Description of the illustration config-storage.png
- The bastion home directory is NFS shared across all cluster nodes. This is part of the Headnode’s boot volume, which you can customize in the Headnode options.
- For more shared storage select Additional block volume for shared space and enter the capacity. This volume is attached to the bastion and shared across the cluster as /nfs/cluster.
- Shared NFS scratch space from NVME or Block volume shares the NVMe capacity from the first compute node across the cluster as /nfs/scratch. This provides a higher performance storage than the headnode volumes, but may provide less capacity and availability.
- Mount Localdisk will create a filesystem from NVMe on each compute node and mount it locally on that node.
- One Logical Volume uses LVM to create one larger volume from multiple NVMe devices.
- Redundancy increases reliability (but halves the usable capacity) of NVMe storage by mirroring devices.
Use Network options to select the VCN.
- Use Existing VCN: Deselected by default. If deselected, then a new VCN is provisioned. Select this check box to provision the cluster within an existing VCN and subnets. This may make it easier to integrate this cluster and other tenancy resources.
Use Software to select the software to install.

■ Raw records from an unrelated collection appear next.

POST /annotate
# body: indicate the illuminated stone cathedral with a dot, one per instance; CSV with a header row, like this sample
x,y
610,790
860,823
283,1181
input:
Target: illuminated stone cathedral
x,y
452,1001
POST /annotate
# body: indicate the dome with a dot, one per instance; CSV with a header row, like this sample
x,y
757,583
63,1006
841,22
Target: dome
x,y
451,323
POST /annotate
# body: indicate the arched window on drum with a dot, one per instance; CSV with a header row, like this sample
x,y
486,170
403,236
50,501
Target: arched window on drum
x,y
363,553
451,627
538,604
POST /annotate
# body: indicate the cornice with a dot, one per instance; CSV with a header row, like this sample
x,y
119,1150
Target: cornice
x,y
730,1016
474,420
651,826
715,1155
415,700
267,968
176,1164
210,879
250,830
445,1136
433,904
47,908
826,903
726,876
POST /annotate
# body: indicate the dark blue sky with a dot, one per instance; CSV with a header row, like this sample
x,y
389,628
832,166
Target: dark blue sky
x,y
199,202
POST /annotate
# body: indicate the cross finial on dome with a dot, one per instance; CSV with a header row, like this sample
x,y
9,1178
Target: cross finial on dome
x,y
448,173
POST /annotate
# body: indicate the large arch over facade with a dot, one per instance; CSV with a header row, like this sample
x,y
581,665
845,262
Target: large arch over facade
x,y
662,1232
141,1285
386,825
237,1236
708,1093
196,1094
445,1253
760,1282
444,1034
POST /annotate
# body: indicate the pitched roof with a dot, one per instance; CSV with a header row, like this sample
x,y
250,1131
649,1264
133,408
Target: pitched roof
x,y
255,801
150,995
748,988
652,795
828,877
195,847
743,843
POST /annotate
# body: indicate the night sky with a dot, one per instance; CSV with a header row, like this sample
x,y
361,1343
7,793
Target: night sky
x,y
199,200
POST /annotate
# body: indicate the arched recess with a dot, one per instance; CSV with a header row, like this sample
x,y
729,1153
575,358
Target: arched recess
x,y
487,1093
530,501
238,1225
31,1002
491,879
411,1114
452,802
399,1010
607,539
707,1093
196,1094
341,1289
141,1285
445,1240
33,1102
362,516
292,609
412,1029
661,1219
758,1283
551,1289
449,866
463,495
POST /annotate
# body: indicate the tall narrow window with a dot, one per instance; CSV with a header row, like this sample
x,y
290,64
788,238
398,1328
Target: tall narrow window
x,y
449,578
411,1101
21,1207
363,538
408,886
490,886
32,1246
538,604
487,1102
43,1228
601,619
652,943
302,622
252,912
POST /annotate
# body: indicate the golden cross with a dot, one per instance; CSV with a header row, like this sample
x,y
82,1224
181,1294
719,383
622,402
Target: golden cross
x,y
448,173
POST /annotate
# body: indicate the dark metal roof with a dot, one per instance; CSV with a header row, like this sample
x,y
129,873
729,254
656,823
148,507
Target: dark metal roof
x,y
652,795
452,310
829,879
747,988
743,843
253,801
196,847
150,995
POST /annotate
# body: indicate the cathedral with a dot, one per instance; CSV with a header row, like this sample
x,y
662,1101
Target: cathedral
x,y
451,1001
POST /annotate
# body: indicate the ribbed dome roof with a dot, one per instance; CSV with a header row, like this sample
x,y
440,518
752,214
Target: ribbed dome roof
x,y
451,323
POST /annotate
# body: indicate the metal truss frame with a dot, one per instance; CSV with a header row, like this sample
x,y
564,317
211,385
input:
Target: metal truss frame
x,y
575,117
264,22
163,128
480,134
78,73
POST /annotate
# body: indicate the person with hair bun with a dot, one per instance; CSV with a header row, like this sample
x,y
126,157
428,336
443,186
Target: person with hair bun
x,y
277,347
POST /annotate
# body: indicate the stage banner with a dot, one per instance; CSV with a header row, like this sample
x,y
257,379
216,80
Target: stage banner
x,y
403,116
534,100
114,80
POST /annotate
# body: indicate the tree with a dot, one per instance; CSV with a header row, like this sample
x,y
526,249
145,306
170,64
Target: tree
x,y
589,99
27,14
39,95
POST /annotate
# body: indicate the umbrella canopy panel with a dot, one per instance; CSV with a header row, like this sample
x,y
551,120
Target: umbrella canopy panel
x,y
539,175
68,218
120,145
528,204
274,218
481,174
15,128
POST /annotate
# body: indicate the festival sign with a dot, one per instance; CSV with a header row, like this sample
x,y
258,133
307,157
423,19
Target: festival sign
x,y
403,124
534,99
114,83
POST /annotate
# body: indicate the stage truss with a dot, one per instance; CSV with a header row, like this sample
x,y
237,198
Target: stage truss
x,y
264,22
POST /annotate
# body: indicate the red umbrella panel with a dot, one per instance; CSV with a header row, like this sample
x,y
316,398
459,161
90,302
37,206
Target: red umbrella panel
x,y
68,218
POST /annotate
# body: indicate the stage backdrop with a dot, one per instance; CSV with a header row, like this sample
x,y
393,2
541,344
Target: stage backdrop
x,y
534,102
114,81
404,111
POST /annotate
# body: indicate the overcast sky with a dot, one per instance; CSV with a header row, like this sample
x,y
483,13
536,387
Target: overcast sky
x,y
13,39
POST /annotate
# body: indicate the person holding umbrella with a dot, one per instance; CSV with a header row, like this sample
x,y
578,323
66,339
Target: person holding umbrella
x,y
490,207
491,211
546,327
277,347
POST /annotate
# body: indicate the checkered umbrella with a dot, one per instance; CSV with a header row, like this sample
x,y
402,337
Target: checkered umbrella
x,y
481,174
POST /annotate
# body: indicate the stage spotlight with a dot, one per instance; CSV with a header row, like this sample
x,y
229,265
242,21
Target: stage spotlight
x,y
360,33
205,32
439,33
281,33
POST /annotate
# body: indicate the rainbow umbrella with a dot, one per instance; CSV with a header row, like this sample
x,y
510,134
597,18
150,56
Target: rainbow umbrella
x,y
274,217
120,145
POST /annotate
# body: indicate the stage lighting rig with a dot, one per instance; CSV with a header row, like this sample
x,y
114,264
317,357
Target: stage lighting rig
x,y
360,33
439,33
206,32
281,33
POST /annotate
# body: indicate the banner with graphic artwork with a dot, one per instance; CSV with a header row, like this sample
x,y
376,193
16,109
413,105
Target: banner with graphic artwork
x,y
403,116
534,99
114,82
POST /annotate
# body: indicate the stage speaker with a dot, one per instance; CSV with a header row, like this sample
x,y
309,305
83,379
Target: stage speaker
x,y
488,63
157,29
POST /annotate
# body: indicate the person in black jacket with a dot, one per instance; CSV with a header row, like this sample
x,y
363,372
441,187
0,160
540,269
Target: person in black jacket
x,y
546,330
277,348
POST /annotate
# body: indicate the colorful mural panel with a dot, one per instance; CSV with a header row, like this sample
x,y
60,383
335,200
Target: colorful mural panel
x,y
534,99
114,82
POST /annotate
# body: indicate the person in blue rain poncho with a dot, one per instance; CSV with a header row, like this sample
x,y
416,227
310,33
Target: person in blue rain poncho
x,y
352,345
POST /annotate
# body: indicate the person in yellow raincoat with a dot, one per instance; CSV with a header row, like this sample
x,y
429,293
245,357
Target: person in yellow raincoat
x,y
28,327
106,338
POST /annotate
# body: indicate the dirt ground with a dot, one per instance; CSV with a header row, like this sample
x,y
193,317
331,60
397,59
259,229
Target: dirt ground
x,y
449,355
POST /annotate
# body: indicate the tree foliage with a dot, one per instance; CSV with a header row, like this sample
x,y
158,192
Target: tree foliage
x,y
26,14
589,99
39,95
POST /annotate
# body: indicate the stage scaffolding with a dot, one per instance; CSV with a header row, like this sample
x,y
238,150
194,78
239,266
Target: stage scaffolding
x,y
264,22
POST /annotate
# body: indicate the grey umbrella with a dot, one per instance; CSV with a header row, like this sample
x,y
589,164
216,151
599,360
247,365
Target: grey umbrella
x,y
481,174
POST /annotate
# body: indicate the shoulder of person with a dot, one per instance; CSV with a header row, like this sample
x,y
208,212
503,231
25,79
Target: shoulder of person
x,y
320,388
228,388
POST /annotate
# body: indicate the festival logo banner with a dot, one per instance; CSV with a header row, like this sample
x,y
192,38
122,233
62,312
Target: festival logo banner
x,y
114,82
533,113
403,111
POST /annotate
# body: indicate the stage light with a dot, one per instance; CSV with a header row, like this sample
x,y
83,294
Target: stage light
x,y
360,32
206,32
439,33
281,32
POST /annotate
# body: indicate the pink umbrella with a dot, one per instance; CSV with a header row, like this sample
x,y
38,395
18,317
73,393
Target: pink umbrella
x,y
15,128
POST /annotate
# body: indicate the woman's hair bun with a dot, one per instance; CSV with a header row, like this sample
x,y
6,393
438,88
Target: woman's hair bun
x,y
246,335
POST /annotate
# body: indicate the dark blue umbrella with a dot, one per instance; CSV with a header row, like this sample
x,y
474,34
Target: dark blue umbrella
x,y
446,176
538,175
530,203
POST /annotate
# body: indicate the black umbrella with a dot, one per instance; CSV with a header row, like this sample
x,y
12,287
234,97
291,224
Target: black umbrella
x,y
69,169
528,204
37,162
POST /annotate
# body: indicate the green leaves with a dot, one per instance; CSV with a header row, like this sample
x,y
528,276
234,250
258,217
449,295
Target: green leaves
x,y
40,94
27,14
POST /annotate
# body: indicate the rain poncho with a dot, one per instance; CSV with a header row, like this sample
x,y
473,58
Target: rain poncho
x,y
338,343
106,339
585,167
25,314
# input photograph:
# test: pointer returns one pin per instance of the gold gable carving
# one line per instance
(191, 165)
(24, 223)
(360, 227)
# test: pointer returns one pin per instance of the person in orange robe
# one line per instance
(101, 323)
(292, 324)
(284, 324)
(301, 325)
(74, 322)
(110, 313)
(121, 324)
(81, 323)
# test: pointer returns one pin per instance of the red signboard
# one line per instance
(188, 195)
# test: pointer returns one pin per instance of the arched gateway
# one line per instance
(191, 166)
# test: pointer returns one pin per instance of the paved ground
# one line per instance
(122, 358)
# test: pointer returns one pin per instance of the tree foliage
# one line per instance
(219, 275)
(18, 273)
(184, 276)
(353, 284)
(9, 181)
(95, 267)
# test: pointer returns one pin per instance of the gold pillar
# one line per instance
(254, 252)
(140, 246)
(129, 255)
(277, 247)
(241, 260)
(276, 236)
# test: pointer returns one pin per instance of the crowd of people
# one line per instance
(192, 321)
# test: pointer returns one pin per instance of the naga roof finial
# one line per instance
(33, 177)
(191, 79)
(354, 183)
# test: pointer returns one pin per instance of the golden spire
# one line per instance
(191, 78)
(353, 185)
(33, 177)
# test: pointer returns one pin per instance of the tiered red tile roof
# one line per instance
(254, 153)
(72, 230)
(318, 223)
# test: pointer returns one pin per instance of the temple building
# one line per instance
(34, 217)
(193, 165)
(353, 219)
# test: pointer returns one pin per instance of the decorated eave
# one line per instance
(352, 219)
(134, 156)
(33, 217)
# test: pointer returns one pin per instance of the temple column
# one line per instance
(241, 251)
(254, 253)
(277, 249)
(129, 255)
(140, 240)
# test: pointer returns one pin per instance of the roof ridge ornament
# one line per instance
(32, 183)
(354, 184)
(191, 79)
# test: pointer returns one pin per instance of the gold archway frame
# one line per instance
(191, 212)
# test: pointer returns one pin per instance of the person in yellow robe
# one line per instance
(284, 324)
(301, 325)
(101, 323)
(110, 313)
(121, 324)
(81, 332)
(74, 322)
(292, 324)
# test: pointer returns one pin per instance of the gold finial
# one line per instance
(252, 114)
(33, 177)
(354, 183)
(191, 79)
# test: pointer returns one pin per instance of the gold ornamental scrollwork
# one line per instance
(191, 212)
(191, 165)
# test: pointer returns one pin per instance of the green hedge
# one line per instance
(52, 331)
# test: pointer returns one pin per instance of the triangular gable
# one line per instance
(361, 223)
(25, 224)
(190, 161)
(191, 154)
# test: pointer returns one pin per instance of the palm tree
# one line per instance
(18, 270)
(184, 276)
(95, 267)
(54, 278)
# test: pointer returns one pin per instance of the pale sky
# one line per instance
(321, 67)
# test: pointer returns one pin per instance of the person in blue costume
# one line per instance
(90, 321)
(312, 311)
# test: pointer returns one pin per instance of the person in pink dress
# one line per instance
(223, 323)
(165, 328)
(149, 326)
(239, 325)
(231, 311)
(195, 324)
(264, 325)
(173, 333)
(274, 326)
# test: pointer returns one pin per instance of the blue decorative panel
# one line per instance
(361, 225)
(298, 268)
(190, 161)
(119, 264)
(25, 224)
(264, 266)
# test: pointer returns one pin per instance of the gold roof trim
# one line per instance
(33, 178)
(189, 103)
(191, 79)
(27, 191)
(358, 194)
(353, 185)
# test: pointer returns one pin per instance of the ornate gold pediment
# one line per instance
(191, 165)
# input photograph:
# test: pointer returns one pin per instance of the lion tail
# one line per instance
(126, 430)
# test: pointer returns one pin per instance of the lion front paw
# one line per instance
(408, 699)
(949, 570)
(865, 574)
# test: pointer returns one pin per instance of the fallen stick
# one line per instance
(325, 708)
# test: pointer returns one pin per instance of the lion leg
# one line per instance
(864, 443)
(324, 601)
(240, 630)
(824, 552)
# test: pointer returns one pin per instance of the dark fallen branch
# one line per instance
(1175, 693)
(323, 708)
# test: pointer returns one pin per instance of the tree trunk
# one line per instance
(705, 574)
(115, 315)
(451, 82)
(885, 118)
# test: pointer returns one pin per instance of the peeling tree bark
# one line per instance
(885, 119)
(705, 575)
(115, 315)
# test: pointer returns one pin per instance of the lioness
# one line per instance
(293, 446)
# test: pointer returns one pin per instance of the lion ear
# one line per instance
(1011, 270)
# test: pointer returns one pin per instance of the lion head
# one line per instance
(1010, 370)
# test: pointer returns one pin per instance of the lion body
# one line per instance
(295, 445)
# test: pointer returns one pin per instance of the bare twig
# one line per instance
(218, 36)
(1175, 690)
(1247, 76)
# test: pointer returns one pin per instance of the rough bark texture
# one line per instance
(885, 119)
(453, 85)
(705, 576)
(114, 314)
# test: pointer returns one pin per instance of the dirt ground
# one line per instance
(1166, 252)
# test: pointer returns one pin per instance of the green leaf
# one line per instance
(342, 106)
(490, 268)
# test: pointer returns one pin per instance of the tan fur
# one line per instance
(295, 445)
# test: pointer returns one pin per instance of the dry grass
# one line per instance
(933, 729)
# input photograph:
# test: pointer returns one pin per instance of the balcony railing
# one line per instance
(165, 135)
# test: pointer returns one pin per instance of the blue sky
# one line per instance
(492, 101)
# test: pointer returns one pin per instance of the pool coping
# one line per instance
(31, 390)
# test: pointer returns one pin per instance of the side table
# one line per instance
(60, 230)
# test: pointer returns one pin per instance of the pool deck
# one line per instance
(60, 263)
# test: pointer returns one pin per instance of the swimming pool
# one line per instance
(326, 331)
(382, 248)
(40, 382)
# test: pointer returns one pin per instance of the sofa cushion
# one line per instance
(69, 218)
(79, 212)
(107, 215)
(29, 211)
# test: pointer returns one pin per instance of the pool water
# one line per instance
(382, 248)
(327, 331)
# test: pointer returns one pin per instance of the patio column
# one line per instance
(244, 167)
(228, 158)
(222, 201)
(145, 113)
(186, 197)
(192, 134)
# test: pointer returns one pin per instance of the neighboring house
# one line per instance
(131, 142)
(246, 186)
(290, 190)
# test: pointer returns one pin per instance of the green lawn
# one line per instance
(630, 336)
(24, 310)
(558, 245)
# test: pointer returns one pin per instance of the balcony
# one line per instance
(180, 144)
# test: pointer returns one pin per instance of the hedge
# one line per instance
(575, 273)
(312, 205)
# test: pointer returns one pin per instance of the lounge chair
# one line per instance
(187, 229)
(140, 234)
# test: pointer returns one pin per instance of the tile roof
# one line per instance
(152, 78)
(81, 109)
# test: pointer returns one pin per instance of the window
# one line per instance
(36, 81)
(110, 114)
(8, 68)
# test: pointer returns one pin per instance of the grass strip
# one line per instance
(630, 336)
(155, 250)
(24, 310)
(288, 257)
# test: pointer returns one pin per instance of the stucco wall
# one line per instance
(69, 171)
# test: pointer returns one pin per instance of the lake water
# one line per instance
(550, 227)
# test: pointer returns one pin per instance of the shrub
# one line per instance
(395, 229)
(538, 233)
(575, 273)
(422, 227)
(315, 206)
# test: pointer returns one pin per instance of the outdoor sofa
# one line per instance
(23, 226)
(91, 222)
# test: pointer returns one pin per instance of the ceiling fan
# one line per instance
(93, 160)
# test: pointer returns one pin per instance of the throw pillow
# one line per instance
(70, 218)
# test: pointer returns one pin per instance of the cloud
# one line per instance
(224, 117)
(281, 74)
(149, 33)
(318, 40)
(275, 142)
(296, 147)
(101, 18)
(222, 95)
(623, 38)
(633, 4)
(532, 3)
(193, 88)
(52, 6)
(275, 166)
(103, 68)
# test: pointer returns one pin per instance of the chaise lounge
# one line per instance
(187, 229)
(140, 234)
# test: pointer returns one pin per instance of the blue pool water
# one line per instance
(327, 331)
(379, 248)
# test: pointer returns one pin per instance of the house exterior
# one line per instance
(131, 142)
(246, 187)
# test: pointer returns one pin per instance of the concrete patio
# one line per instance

Description of the illustration config-software.png
- Select Install SLURM to provide SLURM job scheduling and management.
- (Optional) Select Install HPC Cluster Monitoring Tools to provide more insight into cluster activity and utilization.
- Select Install NVIDIA Enroot for containerized GPU workloads. This prepares the environment to run workloads in NVIDIA PyTorch, NVIDIA NeMo Platform, and other containers.
  
  Note:
  It is important that you select this option.
- Select Install NVIDIA Pyxis plugin for Slurm.
- Select Enable PAM to limit login access to compute nodes.
Debug: Ensure that Configure system is selected (this is the default).
Click Next to review the configuration settings.

In review, Cluster Configuration shows all of your non-default selections. You can return the Previous page to make changes and revisit all settings.
Select Run apply and then click Create to launch the stack to your tenancy and build the cluster.
The stack is created in OCI Resource Manager, and launched with your specifications to begin provisioning immediately.

This process will take several minutes. Provisioning the nodes takes only a few minutes per compute node, but installing additional software to the nodes adds to the build time. You can monitor build progress in the OCI Console. Go to Resource Manager and then Jobs to review the most recent job log for activity and possible errors. When the Resource Manager Job status reports Succeeded, the deployment is complete.

If the final status does not succeed, then review the Job log for details. For issues related to compute instances and cluster networks, more information may be available under Cluster network work requests. To navigate to the page, go to Compute, then Cluster networks, then Cluster network details, then Cluster network work requests. Select the most recent Work request to view details.

For successful builds, the IP address of the Bastion is reported at the end of the Job log. If you configured an Additional login node, then the login node IP address is also shown. For example,

Apply complete! Resources: 23 added, 0 changed, 0 destroyed.

Outputs:
RDMA_NIC_metrics_url = "https://objectstorage.us-gov-phoenix-1.oraclecloud.com
backup = "No Slurm Backup Defined"
bastion = 139.87.214.247
login = "No Login Node Defined"
private_ips = 172.16.6.4 172.16.7.109"

Make a note of the Bastion public IP address, as it is needed to log into the cluster.
You can also locate the IP addresses in the OCI Console under Compute, then Instances.